Von Freitag bis Sonntag hieß es für Sonja, Theresa, Michaela, Stefan, Michael, Werner, Irene, Kerstin und Sarah: Raus an den Fels! Unter der bewährten Leitung von Karl Heinz ging es in die Fränkische Schweiz, mit Unterkunft in Gößweinstein.
Das Wetter meinte es fast zu gut mit uns. Bei extremer Hitze und schweißtreibenden Klettersessions – teilweise in der prallen Sonne – kamen alle ordentlich ins Schwitzen. Für die dringend benötigte Abkühlung sorgten nach dem Klettern das Naturbad Gößweinstein und das Felsenbad Pottenstein. Auf den Sprung ins kalte Wasser hatten alle den ganzen Tag hin gefiebert.
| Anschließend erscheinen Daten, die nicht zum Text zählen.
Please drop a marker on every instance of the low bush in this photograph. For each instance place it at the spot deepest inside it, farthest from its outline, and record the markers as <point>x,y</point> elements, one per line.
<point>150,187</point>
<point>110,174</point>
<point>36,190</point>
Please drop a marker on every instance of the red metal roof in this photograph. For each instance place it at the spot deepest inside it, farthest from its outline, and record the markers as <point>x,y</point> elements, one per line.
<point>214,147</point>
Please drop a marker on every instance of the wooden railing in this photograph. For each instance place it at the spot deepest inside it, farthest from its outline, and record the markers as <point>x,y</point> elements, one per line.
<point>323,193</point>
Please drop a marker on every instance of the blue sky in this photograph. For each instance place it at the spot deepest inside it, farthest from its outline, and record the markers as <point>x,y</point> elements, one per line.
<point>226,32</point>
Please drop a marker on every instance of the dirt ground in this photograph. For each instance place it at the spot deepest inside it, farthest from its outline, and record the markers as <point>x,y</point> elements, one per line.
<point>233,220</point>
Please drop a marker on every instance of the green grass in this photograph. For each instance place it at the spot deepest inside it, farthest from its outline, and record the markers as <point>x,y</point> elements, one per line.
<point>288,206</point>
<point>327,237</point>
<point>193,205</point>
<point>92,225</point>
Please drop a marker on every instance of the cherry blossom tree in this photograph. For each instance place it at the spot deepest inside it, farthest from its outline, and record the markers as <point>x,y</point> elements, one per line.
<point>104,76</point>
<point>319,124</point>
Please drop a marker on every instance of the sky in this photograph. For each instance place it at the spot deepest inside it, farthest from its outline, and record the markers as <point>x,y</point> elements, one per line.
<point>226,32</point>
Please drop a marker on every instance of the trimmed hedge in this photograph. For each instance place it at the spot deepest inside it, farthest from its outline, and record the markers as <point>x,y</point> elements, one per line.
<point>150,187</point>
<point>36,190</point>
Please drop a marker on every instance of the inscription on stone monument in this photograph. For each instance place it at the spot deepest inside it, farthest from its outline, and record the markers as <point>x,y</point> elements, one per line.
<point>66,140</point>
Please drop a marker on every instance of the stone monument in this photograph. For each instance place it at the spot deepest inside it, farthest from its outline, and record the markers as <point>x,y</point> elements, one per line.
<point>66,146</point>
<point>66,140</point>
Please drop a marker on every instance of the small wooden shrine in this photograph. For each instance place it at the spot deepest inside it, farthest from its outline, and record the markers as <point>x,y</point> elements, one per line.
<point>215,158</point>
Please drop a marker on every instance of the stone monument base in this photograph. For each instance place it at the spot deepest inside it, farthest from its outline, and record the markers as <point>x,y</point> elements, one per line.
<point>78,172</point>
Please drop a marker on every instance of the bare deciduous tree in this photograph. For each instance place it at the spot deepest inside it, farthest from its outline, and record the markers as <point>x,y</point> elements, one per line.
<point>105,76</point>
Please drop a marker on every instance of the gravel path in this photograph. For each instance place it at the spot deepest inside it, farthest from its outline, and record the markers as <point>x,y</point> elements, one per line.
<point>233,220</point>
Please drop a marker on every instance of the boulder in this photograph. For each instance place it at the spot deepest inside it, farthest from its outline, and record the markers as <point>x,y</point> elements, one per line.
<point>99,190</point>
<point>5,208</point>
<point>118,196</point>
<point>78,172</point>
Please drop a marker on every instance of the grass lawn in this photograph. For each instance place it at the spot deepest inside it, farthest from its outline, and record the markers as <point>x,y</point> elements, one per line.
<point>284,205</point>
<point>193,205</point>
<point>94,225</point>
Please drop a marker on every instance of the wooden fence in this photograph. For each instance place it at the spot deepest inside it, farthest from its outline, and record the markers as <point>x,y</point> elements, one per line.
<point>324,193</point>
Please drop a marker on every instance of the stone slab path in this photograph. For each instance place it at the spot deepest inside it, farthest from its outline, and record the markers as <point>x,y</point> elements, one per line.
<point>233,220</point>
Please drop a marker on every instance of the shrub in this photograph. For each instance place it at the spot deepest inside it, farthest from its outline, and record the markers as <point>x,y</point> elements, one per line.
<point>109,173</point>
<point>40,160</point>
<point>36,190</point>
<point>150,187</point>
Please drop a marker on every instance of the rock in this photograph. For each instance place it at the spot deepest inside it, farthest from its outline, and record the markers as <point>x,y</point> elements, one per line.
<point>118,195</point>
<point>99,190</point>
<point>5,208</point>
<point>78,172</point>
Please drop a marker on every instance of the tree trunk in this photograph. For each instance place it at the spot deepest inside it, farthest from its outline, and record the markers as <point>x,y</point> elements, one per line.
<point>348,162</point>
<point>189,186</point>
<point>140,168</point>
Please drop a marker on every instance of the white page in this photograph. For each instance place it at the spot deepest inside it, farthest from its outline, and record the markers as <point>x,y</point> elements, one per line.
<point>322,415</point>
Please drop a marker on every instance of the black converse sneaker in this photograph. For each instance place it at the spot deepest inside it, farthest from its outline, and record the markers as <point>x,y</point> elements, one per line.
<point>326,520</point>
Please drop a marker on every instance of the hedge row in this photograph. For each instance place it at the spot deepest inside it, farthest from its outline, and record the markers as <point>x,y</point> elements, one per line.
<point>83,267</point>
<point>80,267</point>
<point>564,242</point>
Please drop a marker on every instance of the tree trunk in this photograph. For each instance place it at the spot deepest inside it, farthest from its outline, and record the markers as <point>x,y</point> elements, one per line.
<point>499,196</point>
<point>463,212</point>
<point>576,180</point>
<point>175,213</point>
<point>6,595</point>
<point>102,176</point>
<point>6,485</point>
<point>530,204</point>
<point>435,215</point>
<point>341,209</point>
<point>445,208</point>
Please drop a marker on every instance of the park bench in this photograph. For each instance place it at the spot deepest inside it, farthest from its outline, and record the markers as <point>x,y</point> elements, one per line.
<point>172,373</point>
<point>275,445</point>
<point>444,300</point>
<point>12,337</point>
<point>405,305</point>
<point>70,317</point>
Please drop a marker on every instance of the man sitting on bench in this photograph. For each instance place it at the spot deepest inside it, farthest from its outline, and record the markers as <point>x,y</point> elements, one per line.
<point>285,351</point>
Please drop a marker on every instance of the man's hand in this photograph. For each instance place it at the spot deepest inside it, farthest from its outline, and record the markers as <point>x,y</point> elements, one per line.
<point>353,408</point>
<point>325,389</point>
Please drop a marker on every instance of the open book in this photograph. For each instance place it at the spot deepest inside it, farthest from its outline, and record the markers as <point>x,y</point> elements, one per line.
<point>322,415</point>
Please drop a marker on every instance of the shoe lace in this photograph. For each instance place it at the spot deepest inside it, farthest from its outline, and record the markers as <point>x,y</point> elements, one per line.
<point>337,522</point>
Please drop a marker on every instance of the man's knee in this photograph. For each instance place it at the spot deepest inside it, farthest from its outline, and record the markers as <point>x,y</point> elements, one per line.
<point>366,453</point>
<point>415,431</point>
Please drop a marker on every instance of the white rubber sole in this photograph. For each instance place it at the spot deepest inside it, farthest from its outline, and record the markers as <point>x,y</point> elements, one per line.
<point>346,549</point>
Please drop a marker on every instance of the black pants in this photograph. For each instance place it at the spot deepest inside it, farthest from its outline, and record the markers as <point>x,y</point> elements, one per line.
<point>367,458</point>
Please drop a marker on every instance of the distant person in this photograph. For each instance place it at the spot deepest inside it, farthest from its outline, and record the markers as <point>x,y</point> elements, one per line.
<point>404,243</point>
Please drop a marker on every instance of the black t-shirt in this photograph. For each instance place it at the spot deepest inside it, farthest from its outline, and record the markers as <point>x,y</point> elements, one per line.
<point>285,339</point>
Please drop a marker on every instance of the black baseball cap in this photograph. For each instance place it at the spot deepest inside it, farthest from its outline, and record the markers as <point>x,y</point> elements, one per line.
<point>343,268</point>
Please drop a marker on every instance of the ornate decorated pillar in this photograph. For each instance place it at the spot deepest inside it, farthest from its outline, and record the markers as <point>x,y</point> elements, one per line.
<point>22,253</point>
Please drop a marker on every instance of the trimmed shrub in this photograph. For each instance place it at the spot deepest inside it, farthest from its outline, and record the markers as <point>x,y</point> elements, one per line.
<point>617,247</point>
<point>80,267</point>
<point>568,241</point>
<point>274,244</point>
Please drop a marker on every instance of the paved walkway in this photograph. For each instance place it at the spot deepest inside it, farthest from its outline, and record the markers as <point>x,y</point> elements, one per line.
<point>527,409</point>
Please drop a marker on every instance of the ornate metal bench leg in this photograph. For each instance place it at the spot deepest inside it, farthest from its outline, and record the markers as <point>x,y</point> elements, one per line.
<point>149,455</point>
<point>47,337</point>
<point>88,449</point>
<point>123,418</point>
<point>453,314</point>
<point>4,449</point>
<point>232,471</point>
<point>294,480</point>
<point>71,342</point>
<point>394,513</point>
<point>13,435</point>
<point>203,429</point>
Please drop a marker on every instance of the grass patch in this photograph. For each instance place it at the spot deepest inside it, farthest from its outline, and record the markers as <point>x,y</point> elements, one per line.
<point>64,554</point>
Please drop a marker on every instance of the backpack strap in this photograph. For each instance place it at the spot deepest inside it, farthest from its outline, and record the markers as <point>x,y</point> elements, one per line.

Auch abends kam keine Langeweile auf. Nach gutem Essen saßen wir noch lange gemütlich im Biergarten der Pension zusammen, tauschten Erlebnisse aus und lachten viel. Zumindest war das der Plan. Am Freitag machte uns die Bedienung einen Strich durch die Rechnung. Mit den Worten: „So, jetzt gehen wir aber alle mal ins Bett – war ein langer Tag.“ wurden wir charmant, aber bestimmt auf unsere Zimmer geschickt. Irgendwie fühlten wir uns kurz wieder wie im Schullandheim – nur mit Kletterschuhen statt Hausschuhen.
Ausschlafen? Fehlanzeige! Am Sonntagmorgen übernahm um 4.45 Uhr eine Wallfahrtsprozession den Weckdienst. Wer bis dahin noch nicht wach war, hatte spätestens jetzt keine Chance mehr.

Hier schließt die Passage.